Command-line interface for sampling lines from text files
Project description
sample is a command-line tool for sampling data from a large, newline-separated dataset (typically a CSV-like file).
Installation
sample is distributed with pip. Once you’ve installed pip, simply run:
> pip install sample-cli
and sample will be installed into your Python environment.
Usage
sample requires one argument, the input file. If the input file is -, data will be read from standard input (in this case, only the reservoir and approximate algorithms can be used).
Simple Example
To take a sample of size 1000 from the file big_data.csv, run sample as follows:
> sample -n 1000 big_data.csv
This will print 1000 random lines from the file to the terminal.
File Redirection
Usually we want to save the sample to another file instead. sample doesn’t have file output built-in; instead it relies on the output redirection features of your terminal. To save to big_data_sample.csv, run the following command:
> sample -n 1000 big_data.csv > big_data_sample.csv
Header Rows
CSV files often have a header row with the column names. You can pass the -r flag to sample to preserve the header row:
> sample -n 1000 big_data.csv -r > big_data_sample.csv
Rarely, you may need to sample from a file with a header spanning multiple rows. The -r argument takes an optional number of rows to preserve as a header:
> sample -n 1000 -r 3 data_with_header.csv > sample_with_header.csv
Note that if the -r argument is directly before the input filename, it must have an argument or else it will try to interpret the input filename as the number of header rows and fail. Putting the -r argument after the input filename will avoid this.
Random Seed
The output of sample is random and depend on the computer’s random state. Sometimes you may want to take a sample in a way that can be reproduced. You can pass a random seed to sample with the -s flag to accomplish this:
> sample -s 45906345 data_file.csv > reproducable_sample.csv
Sampling Algorithms
Algorithm Comparison
sample implements three sampling algorithms, each with their own strengths and weaknesses.
Reservoir |
Approximate |
Two-pass |
|
---|---|---|---|
Flag |
--res |
--app |
--tp |
stdin-compatible |
yes |
yes |
no |
space complexity |
O(ss * rs) |
O(1) |
O(ss) |
fixed sample size |
compatible |
not compatible |
compatible |
fractional sample size |
not compatible |
compatible |
compatible |
For space complexity, ss is the number of records in the sample and rs is the maximum size of a record.
Reservoir Sampling
Reservoir sampling (Random Sampling with a Reservoir (Vitter 85)) is a method of sampling from a stream of unknown size where the sample size is fixed in advance. It is a one-pass algorithm and uses space proportional to the amount of data in the sample.

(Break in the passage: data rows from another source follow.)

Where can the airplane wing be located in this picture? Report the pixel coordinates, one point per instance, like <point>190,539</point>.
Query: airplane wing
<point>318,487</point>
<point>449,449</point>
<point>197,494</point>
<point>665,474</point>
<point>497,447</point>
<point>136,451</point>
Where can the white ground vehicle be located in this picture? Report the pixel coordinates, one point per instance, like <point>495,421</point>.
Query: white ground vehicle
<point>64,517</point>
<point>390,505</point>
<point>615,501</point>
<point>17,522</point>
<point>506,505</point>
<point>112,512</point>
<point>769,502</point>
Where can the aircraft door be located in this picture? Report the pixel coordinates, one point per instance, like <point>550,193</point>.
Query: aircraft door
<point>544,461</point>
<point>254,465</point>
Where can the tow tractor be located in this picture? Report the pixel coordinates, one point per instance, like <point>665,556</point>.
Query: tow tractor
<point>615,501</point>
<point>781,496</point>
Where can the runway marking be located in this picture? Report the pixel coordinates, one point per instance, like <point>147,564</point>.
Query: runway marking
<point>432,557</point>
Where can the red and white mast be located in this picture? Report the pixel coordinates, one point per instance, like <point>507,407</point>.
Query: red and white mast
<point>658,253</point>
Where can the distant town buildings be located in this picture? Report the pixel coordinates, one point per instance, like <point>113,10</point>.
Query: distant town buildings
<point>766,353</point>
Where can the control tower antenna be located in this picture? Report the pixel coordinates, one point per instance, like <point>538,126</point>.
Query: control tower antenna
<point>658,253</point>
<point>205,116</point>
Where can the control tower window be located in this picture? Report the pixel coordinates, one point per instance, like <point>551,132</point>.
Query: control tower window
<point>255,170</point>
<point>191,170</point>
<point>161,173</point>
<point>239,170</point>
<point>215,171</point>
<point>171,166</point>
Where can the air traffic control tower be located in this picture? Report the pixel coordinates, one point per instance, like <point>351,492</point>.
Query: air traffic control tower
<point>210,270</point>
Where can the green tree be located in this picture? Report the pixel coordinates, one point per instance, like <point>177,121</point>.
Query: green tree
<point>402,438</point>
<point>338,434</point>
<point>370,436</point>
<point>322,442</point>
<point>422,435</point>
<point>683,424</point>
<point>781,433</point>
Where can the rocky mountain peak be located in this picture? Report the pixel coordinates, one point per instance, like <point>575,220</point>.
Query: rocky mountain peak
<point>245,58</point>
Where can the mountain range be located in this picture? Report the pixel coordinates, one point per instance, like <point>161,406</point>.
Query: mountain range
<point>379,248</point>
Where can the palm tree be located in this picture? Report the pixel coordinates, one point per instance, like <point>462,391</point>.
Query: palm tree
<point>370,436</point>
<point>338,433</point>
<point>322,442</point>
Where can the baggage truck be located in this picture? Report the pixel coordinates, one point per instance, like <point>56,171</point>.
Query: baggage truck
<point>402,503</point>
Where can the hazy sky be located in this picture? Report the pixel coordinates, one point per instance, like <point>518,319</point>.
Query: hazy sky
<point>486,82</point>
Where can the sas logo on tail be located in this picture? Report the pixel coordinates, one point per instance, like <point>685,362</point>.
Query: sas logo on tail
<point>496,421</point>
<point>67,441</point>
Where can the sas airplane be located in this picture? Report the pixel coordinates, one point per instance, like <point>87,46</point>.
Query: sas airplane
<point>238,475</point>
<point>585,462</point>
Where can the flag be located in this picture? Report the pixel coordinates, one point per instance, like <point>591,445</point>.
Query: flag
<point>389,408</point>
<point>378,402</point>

Reservoir sampling is the default algorithm used by sample. For consistency, it can also be invoked with the argument --reservoir.

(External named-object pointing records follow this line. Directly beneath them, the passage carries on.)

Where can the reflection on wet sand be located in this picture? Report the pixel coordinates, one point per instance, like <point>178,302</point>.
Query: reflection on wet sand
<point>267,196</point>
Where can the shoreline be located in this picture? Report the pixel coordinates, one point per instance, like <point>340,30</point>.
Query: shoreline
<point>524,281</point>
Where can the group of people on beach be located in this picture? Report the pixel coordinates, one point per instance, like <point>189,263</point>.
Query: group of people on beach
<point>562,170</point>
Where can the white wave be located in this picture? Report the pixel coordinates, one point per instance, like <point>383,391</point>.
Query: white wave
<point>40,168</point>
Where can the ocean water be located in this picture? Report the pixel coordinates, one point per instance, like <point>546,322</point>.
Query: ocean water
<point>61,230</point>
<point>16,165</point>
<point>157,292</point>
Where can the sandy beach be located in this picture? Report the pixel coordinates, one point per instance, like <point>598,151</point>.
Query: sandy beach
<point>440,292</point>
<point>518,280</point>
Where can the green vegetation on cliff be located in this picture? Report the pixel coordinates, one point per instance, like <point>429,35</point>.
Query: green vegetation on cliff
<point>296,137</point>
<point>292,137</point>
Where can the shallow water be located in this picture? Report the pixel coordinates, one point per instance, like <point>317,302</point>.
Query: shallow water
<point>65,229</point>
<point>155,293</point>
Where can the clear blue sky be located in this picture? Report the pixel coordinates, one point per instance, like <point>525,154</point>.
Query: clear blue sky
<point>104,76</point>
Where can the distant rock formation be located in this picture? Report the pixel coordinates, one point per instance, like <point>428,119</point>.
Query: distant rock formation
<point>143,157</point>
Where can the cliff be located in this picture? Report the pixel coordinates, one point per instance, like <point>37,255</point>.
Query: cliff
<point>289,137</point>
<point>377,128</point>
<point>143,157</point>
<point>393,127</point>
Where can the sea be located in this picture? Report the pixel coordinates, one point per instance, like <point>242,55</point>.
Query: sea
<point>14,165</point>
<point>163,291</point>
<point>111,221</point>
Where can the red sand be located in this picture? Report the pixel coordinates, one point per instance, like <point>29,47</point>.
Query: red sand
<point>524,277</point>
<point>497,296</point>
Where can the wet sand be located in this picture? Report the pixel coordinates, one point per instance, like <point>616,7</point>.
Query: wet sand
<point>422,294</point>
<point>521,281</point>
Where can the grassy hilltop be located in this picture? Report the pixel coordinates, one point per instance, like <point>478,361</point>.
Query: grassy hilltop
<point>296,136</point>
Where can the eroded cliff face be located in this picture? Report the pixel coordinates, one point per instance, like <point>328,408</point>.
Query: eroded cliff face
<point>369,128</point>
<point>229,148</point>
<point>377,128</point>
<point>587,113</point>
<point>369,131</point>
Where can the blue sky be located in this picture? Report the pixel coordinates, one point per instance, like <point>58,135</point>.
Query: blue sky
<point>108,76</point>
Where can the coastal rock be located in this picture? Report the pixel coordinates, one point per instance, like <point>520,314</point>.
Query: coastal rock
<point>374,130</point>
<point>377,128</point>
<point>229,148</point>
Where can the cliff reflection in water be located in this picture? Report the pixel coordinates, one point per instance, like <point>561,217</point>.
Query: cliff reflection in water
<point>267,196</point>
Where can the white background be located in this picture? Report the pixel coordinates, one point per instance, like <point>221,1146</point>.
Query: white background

If reservoir sampling, the sample size must be fixed rather than fractional.
Example:
> sample --reservoir -n 1000 big_data.csv > sample_data.csv
Approximate Sampling
Approximate sampling simply includes each row in the sample with a probability given as the sample proportion. It is a stateless algorithm with minimal space requirements. Samples will have on average a size of fraction * population_size, but it will vary between each invocation. Because of this, approximate sampling is only useful when the sample size does not have to be exact (hence the name).
Example:
> sample --approximate -f 0.15 my_data.csv > my_sample.csv
Equivalently, supply a percentage instead of a fraction by switching the -f to a -p:
> sample --approximate -p 15 my_data.csv > my_sample.csv
Two-Pass Sampling
Two-pass sampling is allowed two passes, first to count the number of records (ie. the population size) and second to emit the records which are part of the sample. Because of this it is not compatible with stdin as an input.
As two-pass sampling knows the population size, it will accept the sample size as either a fraction or a fixed number of elements.
Example:
> sample --two-pass -p 15 my_data.csv > my_sample.csv
Two-pass sampling uses memory proportional to the number of elements in the sample.